I mean the time from his GUI gets activated, to the time where he actually dies, if he doesn't do a specific thing.


DoorKnobHandle

You know, something tells me this has to with... I don't know... the actual puzzle?

:p

Prozail

#2
Hehe maybe.. :)

Since the rest of the game is pretty much about repeating scenes until he gets it right.. this particular one is not "virtual" so to speak, and will actually kill him.
So its more about the time it takes for him to realize that his GUI is back and he can actually do something..
I started out with 5 sec... that was to short.. now im up to 10.. and it's still short.. but any longer that that makes me feel like
the bad guy is actually waiting for the player to do something..



Crimson Wizard

Being more a player than a game creator I find this even more important :).
According to what you say it is mainly a problem of making player be ready in time. I may suggest using some visual and/or audio signal, like screen border flashing accompanied by short sound. Or maybe flashy cursor animation.

DoorKnobHandle

What I was trying to say is: what does the player have to do to survive? Is it just moving somewhere? Or a complex inventory item or hotspot interaction? Without knowing, there's no way to give a good time estimate.

Prozail

If you know the solution it's just one action.

It's basically a hotspot interaction.
I'm using the 9-verbs interface so its just one action (two clicks)

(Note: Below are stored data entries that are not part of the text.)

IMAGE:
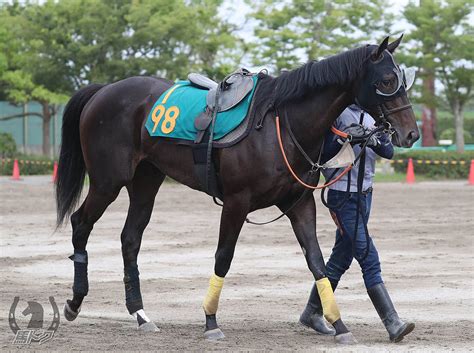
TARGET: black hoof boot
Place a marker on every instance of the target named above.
(69, 313)
(312, 315)
(313, 319)
(213, 332)
(396, 328)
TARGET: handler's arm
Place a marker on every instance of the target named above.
(384, 148)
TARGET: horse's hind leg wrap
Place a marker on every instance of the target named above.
(211, 301)
(133, 296)
(328, 301)
(81, 282)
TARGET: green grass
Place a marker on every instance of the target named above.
(396, 177)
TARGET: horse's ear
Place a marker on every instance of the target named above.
(392, 46)
(377, 52)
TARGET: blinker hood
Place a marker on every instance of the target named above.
(370, 95)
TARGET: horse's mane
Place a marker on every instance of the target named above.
(338, 70)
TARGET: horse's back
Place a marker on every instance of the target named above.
(111, 123)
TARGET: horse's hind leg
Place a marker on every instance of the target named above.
(82, 222)
(142, 191)
(232, 218)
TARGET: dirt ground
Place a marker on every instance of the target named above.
(424, 233)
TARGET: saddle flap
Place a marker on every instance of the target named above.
(343, 158)
(237, 88)
(202, 121)
(202, 81)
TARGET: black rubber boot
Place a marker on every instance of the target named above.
(397, 329)
(312, 315)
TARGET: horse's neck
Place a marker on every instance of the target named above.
(311, 118)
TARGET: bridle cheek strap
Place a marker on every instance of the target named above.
(313, 187)
(339, 132)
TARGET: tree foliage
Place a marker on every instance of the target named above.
(289, 31)
(50, 49)
(441, 45)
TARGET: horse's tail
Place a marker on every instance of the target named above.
(71, 167)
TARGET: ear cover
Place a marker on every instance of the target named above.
(392, 46)
(380, 50)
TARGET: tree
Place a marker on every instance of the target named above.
(172, 38)
(299, 30)
(55, 47)
(441, 46)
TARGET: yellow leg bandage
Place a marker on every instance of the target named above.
(212, 298)
(328, 301)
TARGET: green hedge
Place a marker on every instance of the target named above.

I've decided to extend the time a bit and keep the badguy doing some SayBackground-ranting about how good he is... (the downfall of every badguy.. )


Miguel R. Fervenza

Actually I don't think kill the player is a good thing in adventure games, I hate that. You have to load a game and learn of a death, which is a nonsense in adventure context, even after several deaths, the emergency or the fear are lost because the player knows he can load until he can overcome the situation. You can die in Super Meat Boy, there's no problem, is part of game dynamic, you restart immediately and try again; but the adventure is a special genre, has an enormous narrative charge, you have to know the environment, peculiarities of characters, the universe... and think about the way to advance in story, that's the key, no ability, if you have to restart for learn to a death is like in a film the director decide to include several bad takes before the good one, disastrous for rhythm and a bad narrative solution.

Snarky

I'm not convinced a timed puzzle that is just "do one particular action" is a very good one (because you either know it and it's trivial, or you don't and you die), but it's hard to say without knowing more details.

Ron Gilbert once wrote about timed puzzles (something like) that you should aim for 10% of players solving it easily with time to spare, 10% of players failing, and 80% of players feeling like they just made it. To achieve that you can use a bunch of tricks, like escalating warnings, elastic time (depending on the puzzle progress, or a "countdown" that goes fast at first but then more slowly, or just giving you a couple of extensions if you don't solve it by the initial deadline), a "grace period" (so you have a second or so to finish it even when it seems like you've failed), and of course playing the "time's up" animation as soon as the puzzle is completed (e.g. the rope bridge that snaps as soon as you've made it across). You can also put in a simple puzzle that gives the player more time at the last second (e.g. in Resonance where a monster is breaking into your bedroom, you should lock the door, and the game gives you a reminder of that when it's almost too late).